Musique en ligne : les artistes y perdent

par Christophe Alix
publié le 14 novembre 2007 à 12h32
(mis à jour le 14 novembre 2007 à 15h50)

Les interventions et propositions se multiplient à la veille de la remise des conclusions de la mission Olivennes sur la lutte contre le téléchargement illégal et les nouveaux services de commercialisation de contenus numériques. Favorable à une solution de type « licence globale », l'alliance public-artistes qui réunit des associations de consommateurs et d'internautes et des sociétés de gestion collective (Adami, Spedidam) met en garde le PDG de la Fnac contre son ralliement à des solutions qui ne privilégieraient pas « le plus grand nombre » en conciliant « l'accès à la culture pour tous avec les intérêts des ayants-droits » . Une formule un peu alambiquée pour sensibiliser la mission Olivennes et la ministre de la culture Christine Albanel à ce que l'alliance Public-Artistes considère comme une régression à l'ère de la musique numérique: l'affaiblissement de la part reversée aux artistes dans les ventes de musique en ligne.

Chiffres à l'appui, l’Alliance Public-Artistes fustige la très faible part du prix payé par les acheteurs effectivement reversée aux artistes lors d’un achat de musique en ligne. Sur 1 € HT, les auteurs (7 centimes), les chanteurs (4 centimes) et les musiciens (0 centimes, ils ne sont payés qu'à l'enregistrement), ne se partagent que 11 centimes tandis que les sociétés de production captent entre 85 et 90 centimes. Selon le collectif, le maintien d’une répartition aussi inéquitable est non seulement préjudiciable aux artistes mais également contraire à la volonté des acheteurs. Selon un sondage commandé par l'alliance Public-Artistes à la société d'études Stratégir, plus des trois quarts des acheteurs considèrent que la rémunération des artistes est insuffisante après avoir été informés de la part revenant réellement aux créateurs. Ils sont en revanche 92% à penser que la part revenant aux maisons de disque est trop élevée.

L'étude insiste également sur le fait que la plupart des acheteurs sont tenus dans « l'ignorance » des sommes qu'ils pensent verser aux artistes lorsqu'ils achètent de la musique en ligne. En effet, 51% des acheteurs pensent à tort que plus de 20 centimes sont reversés aux artistes. Et les commanditaires de l'étude d'enfoncer le clou : «cette situation est aussi contreproductive» , en faisant valoir que 64% des acheteurs interrogés seraient disposés à acheter davantage de musique en ligne si une part plus importante du prix était effectivement reversée aux artistes.

Les initiateurs de l'alliance Public-Artistes comme Bruno Ory-Lavollée, gérant de l'Adami, ne se contentent pas de lier le développement de l'achat de musique en ligne à l'augmentation de la part du prix de vente perçue par les artistes.

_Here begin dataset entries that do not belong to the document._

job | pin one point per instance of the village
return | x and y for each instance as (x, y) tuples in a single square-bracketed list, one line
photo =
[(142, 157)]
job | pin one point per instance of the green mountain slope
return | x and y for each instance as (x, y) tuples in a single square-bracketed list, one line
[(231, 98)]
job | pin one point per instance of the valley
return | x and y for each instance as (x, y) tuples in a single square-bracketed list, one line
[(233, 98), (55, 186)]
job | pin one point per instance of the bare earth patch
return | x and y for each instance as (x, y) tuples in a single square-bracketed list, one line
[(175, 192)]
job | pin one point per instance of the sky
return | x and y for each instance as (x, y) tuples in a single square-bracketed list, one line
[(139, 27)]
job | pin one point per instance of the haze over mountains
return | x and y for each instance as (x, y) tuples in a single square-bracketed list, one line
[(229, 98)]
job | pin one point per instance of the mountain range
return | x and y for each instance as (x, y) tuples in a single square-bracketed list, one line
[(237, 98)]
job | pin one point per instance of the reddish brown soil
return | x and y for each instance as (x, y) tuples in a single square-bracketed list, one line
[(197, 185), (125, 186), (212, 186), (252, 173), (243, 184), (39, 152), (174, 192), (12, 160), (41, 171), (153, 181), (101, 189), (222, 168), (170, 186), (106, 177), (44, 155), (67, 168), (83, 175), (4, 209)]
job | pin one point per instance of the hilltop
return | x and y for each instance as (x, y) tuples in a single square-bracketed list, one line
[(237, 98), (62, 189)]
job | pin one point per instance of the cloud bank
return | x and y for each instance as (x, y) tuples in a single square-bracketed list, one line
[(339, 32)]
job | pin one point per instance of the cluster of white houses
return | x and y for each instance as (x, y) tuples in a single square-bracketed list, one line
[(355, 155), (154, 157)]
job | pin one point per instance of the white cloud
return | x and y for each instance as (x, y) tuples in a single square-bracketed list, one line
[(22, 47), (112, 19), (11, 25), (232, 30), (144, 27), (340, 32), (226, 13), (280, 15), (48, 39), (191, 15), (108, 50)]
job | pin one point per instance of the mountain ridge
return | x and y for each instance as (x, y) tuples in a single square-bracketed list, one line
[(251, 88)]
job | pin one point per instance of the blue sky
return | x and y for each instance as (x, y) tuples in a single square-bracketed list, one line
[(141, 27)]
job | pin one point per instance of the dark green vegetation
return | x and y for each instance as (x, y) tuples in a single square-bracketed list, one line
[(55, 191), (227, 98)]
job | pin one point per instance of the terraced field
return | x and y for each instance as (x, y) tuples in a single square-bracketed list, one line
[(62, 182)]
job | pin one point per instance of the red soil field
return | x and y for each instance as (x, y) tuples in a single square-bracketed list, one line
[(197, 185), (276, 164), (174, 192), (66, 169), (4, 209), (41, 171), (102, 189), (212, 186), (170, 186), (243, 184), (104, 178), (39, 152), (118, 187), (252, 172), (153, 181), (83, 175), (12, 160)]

Ils font également valoir qu'avec une structure de coûts inférieure, l'économie de la musique à l'ère numérique devrait favoriser une baisse des prix de vente (à l'unité et sous forme d'albums) plus forte que celle constatée jusqu'ici et la floraison d'un grand nombre de plateformes indépendantes découragées de ne pouvoir accéder facilement aux catalogues. « Le cas de l'offre illimitée neuf-Cegetel est révélateur, explique Bruno Ory-lavollée, elle ne concerne que le catalogue de la première des majors, Universal. Ce n'est pas normal. »

Pour le collectif, une baisse des prix et l'abandon définitif des DRM (verrous anti-copie) seraient largement compensés par la hausse des volumes de ventes. « Au final, tout le monde serait gagnant » , conclut Bruno Ory-Lavollée après qu'un de ses collègues de l'alliance ait plaidé pour « une régulation des prix de gros des catalogues afin de faire baisser les prix de détail » . Le modèle de la téléphonie ou du commerce alimentaire appliqué à l'industrie du disque.